“Can’t what?” he asked, gradually understanding.
“I can’t marry. I shall never marry. It’s cruel to you, contemptible of me, to be here. I forgot myself, Ned. Come along! It’s madness to stay here.”
She turned on her heel and walked off sharply, taking the upper path. He picked up his hat and hastily followed. There was nothing else to be done. Overtaking her, he strode along by her side in a fury of mingled rage, sorrow, anger and disappointment.
She paused at the corner of her street. As she did so bells far and near began to strike midnight, the clock at the City Hall leading off with its quarters. They had been gone an hour and a quarter. To both of them it seemed like a year.
CHAPTER IV.
THE WHY OF THE WHIM.
Nellie stopped at the corner of her street, under the lamp-post. Ned stopped by her side, fuming by now, biting his moustache, hardly able to hold his tongue. Nellie looked at him a moment, sadly and sorrowfully. The look of determination that made her mouth appear somewhat cruel was on her whole face; but with it all she looked heart-broken.
“Ned,” she begged. “Don’t be angry with me. I can’t. Indeed, I can’t.”
“Why not?” he demanded, boiling over. “If you wouldn’t have had me at first I wouldn’t have blamed you. But you say you love me, or as good as say, and then you fly off. Nellie! Nellie, darling! If you only knew how for years I’ve dreamed of you. When I rode the horse’s hoofs kept saying ‘Nellie.’ I used to watch the stars and think them like your eyes, and the tall blue gum and think it wasn’t as full of grace as you. Down by the water just now I thought you wouldn’t have me because I wasn’t fit, and I’m not, Nellie, I’m not, but when I thought it I felt like a lost soul. And then, when I thought you loved me in spite of all, everything seemed changed. I seemed to feel that I was a man again, a good man, fit to live, and all that squatter government of ours could do, the worst they could do, seemed a bit of a joke while you loved me. And——”
“Ned! Ned!” begged Nellie, who had put her hands over her face while he was speaking. “Have pity on me! Can’t you see? I’m not iron and I’m not ice but I can’t do as others do. I cannot. I will not.”
“Why not?” he answered. “I will speak, Nellie. Do you——”

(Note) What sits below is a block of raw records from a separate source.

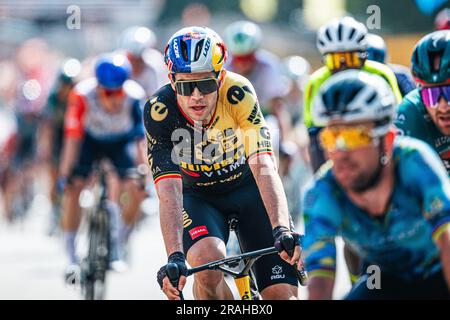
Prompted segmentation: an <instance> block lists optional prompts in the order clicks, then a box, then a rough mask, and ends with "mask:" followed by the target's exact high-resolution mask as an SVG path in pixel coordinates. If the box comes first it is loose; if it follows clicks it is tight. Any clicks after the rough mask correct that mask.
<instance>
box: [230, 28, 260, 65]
mask: <svg viewBox="0 0 450 320" xmlns="http://www.w3.org/2000/svg"><path fill="white" fill-rule="evenodd" d="M224 33H225V44H226V45H227V48H228V50H230V52H231V53H232V54H233V55H235V56H245V55H248V54H251V53H253V52H255V51H256V50H257V49H258V48H259V47H260V46H261V40H262V32H261V28H260V27H259V26H258V25H257V24H255V23H253V22H250V21H237V22H234V23H232V24H230V25H229V26H228V27H227V28H226V29H225V32H224Z"/></svg>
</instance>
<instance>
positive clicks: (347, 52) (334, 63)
mask: <svg viewBox="0 0 450 320" xmlns="http://www.w3.org/2000/svg"><path fill="white" fill-rule="evenodd" d="M363 58H364V56H363V54H362V53H361V52H334V53H328V54H327V55H325V65H326V66H327V67H328V69H330V70H339V69H342V68H361V67H362V65H363V63H364V59H363Z"/></svg>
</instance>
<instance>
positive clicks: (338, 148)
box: [319, 126, 375, 152]
mask: <svg viewBox="0 0 450 320" xmlns="http://www.w3.org/2000/svg"><path fill="white" fill-rule="evenodd" d="M370 132H371V130H370V129H369V128H368V127H365V126H355V127H348V126H346V127H332V128H323V129H322V130H321V132H320V134H319V140H320V143H321V145H322V147H323V148H324V149H325V150H326V151H328V152H333V151H336V150H347V151H348V150H354V149H357V148H362V147H368V146H372V145H374V141H375V138H373V137H372V135H371V133H370Z"/></svg>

“Ned!” she interrupted, evidently forcing herself to speak. “It’s no use. I’ll tell you why it’s not.”
“There can be no reason.”
“There is a reason. Nobody knows but me. When I have said I would never marry people think it is a whim. Perhaps it is, but I have a reason that I thought never to tell anyone. I only tell you so that you may understand and we may still be friends, true friends.”
“Go on! I’ll convince you that it doesn’t mean what you think it does, this reason, whatever it is.”